Jean-François-Alfred Garneau was op 20 december 1836 geboren te La Carnadière in de omgeving van Quebec. Hij was de oudste van vier kinderen in dat gezin. Op 6 augustus 1862 trad hij in het huwelijk met Elodie Globensky (1837-1927), en uit die verbintenis werden tien kinderen geboren, waarvan de zoon Hector (1871-1954), na het overlijden van zijn vader in 1904, diens Poésies in 1906 heeft laten verschijnen.
In tegenstelling tot de collega jurist-regeringsambtenaar en poëet Pamphile Le May — die we dezer dagen al in de eerste bijdrage van deze reeks gedeeltelijk aan u hebben voorgesteld, en die een intense relatie had met wat er in de natuur gebeurde — liet Alfred Garneau zich veel meer inspireren door zijn eigen leven en wat hem daarin overkwam. Hij is een belangrijke vertegenwoordiger van een tussenperiode in de Franstalige, Canadese poëzie, waarin veel minder aandacht was voor een eloquente versvorm, maar de strenge soberheid van het einde der negentiende eeuw was ook nog niet bereikt.
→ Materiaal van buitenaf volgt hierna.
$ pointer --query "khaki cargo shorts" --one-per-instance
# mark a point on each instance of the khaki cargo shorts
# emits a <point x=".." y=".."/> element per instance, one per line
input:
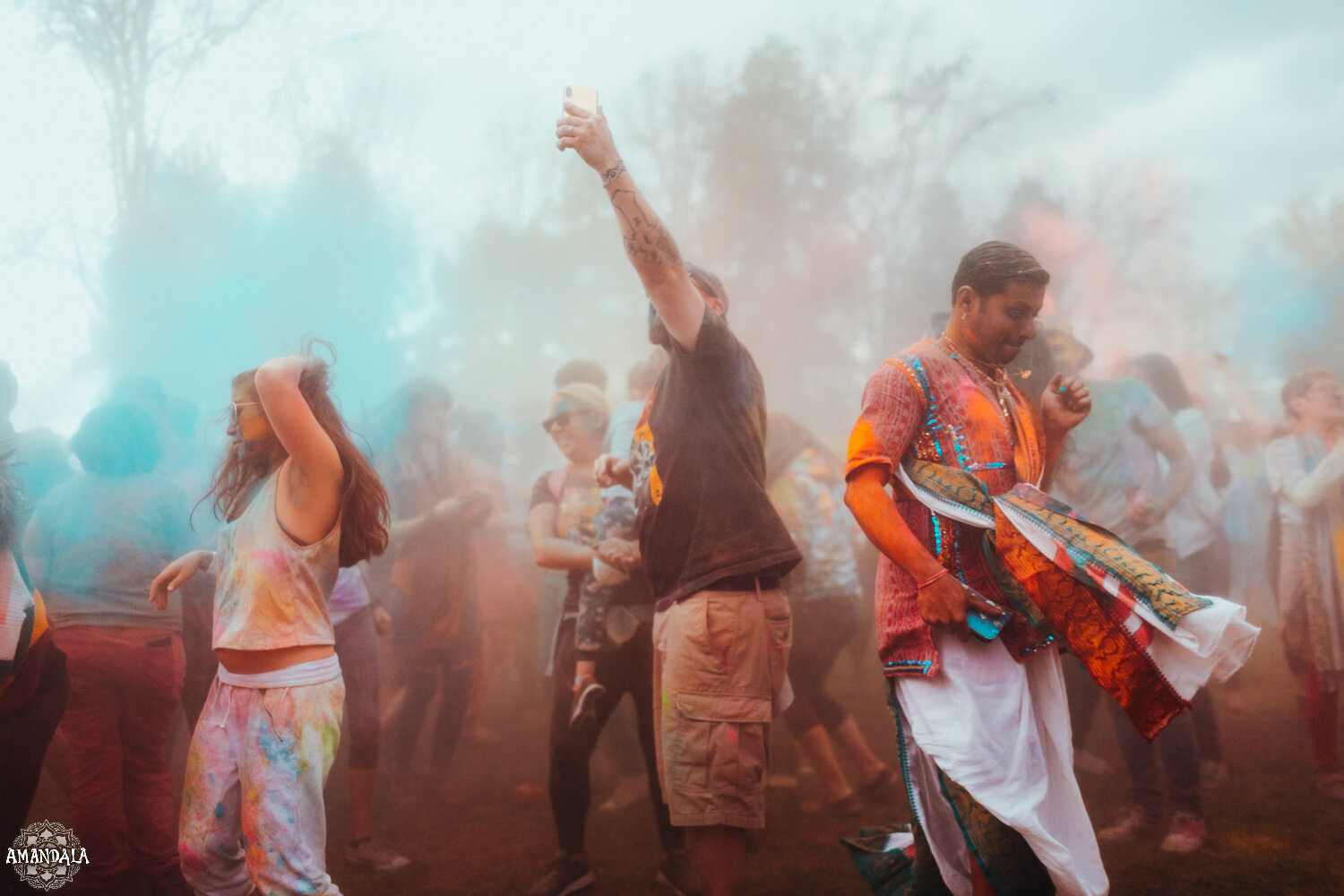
<point x="719" y="662"/>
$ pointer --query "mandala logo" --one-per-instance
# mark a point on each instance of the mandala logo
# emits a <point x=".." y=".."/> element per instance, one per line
<point x="46" y="855"/>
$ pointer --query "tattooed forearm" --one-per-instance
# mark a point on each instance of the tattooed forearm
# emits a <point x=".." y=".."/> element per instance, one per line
<point x="647" y="241"/>
<point x="612" y="174"/>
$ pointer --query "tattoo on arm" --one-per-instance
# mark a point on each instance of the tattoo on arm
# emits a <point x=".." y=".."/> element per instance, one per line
<point x="647" y="241"/>
<point x="612" y="174"/>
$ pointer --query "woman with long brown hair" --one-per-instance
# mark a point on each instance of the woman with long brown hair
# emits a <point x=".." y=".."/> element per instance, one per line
<point x="300" y="501"/>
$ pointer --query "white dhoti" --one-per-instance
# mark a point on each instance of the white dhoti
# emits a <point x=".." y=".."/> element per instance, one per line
<point x="1000" y="729"/>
Alfred Garneau is op 3 maart 1904 te Montréal overleden.
Twee goede voorbeelden uit zijn poëtische werk hebben we voor u geselecteerd:
GLAS MATINAL [*]
Mon insomnie a vu naître les clartés grises.
Le vent contre ma vitre, où cette aurore luit,
Souffle les flèches d’eau d’un orage qui fuit.
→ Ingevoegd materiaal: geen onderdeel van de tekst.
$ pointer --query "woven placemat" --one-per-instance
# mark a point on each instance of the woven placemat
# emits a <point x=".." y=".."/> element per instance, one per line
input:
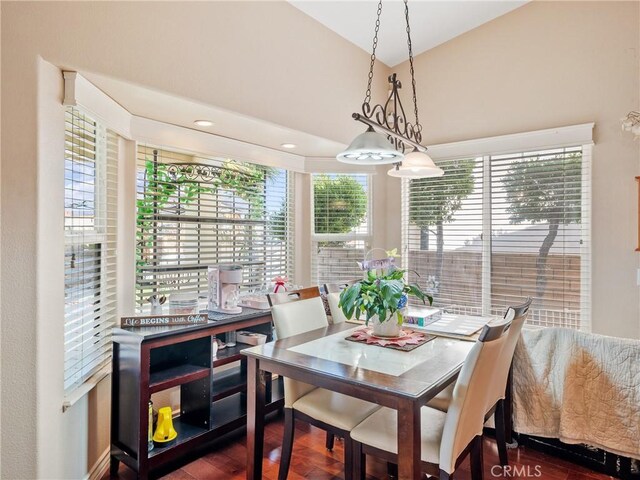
<point x="410" y="340"/>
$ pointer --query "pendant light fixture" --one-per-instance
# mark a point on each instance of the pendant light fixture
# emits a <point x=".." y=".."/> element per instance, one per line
<point x="389" y="134"/>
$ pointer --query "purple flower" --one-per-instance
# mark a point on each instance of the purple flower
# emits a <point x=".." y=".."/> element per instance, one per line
<point x="403" y="301"/>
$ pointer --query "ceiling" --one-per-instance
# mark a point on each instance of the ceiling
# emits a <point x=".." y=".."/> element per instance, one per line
<point x="432" y="22"/>
<point x="156" y="105"/>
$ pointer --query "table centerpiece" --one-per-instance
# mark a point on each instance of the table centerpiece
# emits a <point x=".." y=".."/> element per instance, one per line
<point x="381" y="297"/>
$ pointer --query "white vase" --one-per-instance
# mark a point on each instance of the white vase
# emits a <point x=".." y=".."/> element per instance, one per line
<point x="387" y="328"/>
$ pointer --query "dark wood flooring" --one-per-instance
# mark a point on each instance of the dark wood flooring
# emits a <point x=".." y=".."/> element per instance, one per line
<point x="312" y="461"/>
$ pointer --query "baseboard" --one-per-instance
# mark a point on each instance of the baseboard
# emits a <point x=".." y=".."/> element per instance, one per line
<point x="99" y="468"/>
<point x="596" y="459"/>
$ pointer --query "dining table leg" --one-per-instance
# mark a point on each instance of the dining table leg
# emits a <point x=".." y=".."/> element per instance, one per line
<point x="409" y="444"/>
<point x="256" y="399"/>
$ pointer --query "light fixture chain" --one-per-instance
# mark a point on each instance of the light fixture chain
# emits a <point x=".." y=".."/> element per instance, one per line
<point x="413" y="78"/>
<point x="367" y="97"/>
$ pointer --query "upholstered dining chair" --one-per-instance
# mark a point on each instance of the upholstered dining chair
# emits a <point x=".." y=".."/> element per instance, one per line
<point x="446" y="437"/>
<point x="498" y="386"/>
<point x="294" y="313"/>
<point x="333" y="298"/>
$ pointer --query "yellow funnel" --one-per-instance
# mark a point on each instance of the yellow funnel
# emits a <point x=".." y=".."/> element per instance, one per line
<point x="165" y="433"/>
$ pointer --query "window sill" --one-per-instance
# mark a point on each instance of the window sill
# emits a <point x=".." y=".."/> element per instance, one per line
<point x="72" y="397"/>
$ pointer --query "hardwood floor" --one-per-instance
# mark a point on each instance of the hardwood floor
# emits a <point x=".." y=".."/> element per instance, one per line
<point x="312" y="461"/>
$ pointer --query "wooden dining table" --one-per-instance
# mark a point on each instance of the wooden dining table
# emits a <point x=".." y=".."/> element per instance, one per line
<point x="402" y="380"/>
Un glas encore sanglote aux lointaines églises . . .
La nue est envolée, et le vent et le bruit.
L’astre commence à poindre, et ce sont des surprises
De rayons; les moineaux alignés sur les frises
Descendent dans la rue où flotte un peu de nuit . . .
Ils se sont tus, es glas qui jetaient tout à l’heure
Le grand pleur de l’airain jusque sur ma demeure.
O soleil, maintenant tu rais au trépasse!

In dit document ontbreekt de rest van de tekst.